For believers, the source of our affection goes all the way back to the public ministry of Jesus Christ. The biblical account tells us that, after an evening of prayer, the Lord called twelve of his disciples to himself in a particular ministry of apostle. There were twelve, but one was chosen as the chief apostle.

Simon of Galilee, renamed “Peter” by the Lord – from sand to rock – was the one selected to hold the office of chief apostle, of the key-bearer, of a type of prime minister of the Lord’s Church. Peter was a fallen man, however, with notable weaknesses and idiosyncrasies. Always ready to speak, he oftentimes jumped before he looked. During the passion of the Lord, he betrayed the Lord three times. Later, in his ministry in the early Church, he was called out on his duplicity and was corrected by Paul.

With whatever faults he may have had, however, Peter was the one chosen to hold the office of chief apostle. As our spiritual theology would assert, the Lord knew Peter better than Peter knew himself, and still the Lord selects him. It was to the office of chief apostle that the Lord would guide his Church, calling for the baptism of the gentiles, the end of the dietary laws, and the suspension of circumcision.

In an endearing part of the Acts of the Apostles, we are told of the healing power of Peter’s shadow. The early believers would line the streets and wait for Peter to pass. They did not disturb him, for he was about the Lord’s work, but they waited so that at least his shadow might fall upon the sick and suffering. Such actions show the love and the proper veneration of the early Christians for office of chief apostle. The office was not simply one of authority, but of care and of spiritual fatherhood. Although titles such as “pope” (which itself is Greek for father) or “Holy Father” were not yet used within the Church, the basis of the affection they express can be found here in the biblical narrative.

Learning from his faults, Peter held the apostolic office nobly. He loved the Lord and his people deeply and fulfilled his duties faithfully, even accepting martyrdom by crucifixion upside down, since he didn’t consider himself worthy to die in the same manner as the Lord.

The office of chief apostle, however, did not end with the death of Saint Peter. As the apostolic office of Judas the Traitor was succeeded to the person of Matthias, so the office of chief apostle was passed to another. And so it has continued for over two thousand years with two-hundred and sixty-six fallen men holding the weight of glory contained in the office of chief apostle.
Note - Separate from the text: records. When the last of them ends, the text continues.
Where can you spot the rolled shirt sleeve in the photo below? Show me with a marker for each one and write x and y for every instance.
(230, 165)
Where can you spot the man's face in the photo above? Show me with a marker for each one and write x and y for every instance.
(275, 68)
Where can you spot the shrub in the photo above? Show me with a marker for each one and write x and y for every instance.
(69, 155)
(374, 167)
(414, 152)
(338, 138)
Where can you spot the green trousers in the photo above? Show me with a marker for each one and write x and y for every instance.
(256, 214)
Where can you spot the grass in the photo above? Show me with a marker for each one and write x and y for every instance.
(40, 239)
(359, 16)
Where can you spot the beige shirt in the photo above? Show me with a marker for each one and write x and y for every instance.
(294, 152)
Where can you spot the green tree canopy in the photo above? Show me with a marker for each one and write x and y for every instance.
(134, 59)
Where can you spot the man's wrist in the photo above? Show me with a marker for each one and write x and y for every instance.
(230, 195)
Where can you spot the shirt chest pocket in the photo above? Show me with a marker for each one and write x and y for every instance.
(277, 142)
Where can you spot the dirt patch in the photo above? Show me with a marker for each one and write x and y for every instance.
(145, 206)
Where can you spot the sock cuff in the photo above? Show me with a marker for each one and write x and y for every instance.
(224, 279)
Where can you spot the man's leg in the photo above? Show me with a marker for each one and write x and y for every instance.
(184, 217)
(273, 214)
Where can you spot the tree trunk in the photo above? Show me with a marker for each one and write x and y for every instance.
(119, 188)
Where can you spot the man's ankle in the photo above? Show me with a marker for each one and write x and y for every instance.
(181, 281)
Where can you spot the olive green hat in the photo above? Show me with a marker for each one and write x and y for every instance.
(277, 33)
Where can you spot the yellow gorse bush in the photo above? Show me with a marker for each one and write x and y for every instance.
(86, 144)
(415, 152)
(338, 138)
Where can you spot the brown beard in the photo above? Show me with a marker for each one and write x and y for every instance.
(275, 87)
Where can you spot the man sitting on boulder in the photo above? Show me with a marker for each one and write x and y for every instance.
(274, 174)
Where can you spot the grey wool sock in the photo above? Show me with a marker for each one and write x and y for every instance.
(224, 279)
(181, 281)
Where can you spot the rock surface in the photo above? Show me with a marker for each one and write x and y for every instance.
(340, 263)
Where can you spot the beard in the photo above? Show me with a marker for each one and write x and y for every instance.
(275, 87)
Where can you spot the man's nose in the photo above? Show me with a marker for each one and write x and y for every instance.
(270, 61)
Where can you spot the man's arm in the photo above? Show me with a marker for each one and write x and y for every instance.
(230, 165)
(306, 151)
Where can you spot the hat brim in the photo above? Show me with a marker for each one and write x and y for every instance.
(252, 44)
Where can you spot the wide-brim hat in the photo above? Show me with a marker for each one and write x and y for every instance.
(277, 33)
While some of the holders of the office exceeded in great holiness, others became moral monsters and causes of scandal. And yet – through all of them – the love and esteem for the office of chief apostle has continued among the people of God. Drawing from innumerable examples, Saint Francis of Assisi and Saint Thomas More come to mind. Both men revered the papal office and showed great love for the men who held it, seeing them as spiritual fathers and men called to “holy fathers,” in spite of their known moral depravities. Saint Thomas More even died for the office, which was held by some of our worst popes at the time, because of his love for “the Holy Father,” successor of Peter and Vicar of Christ.

And so, we fast forward back to today and the recent announcement of Pope Francis’ surgery and the subsequent updates on his health. As with every age, the believers of today have the responsibility and privilege to show affection for our chief apostle and to pray for him. It is a time for us to put to the side our internal debates  – however legitimate, or not – and to do what we Christians have always done best: “Look how they love one another.”

And so, we wish Pope Francis – our Holy Father – well and pray that he fully recovers and continues his apostolic ministry among us!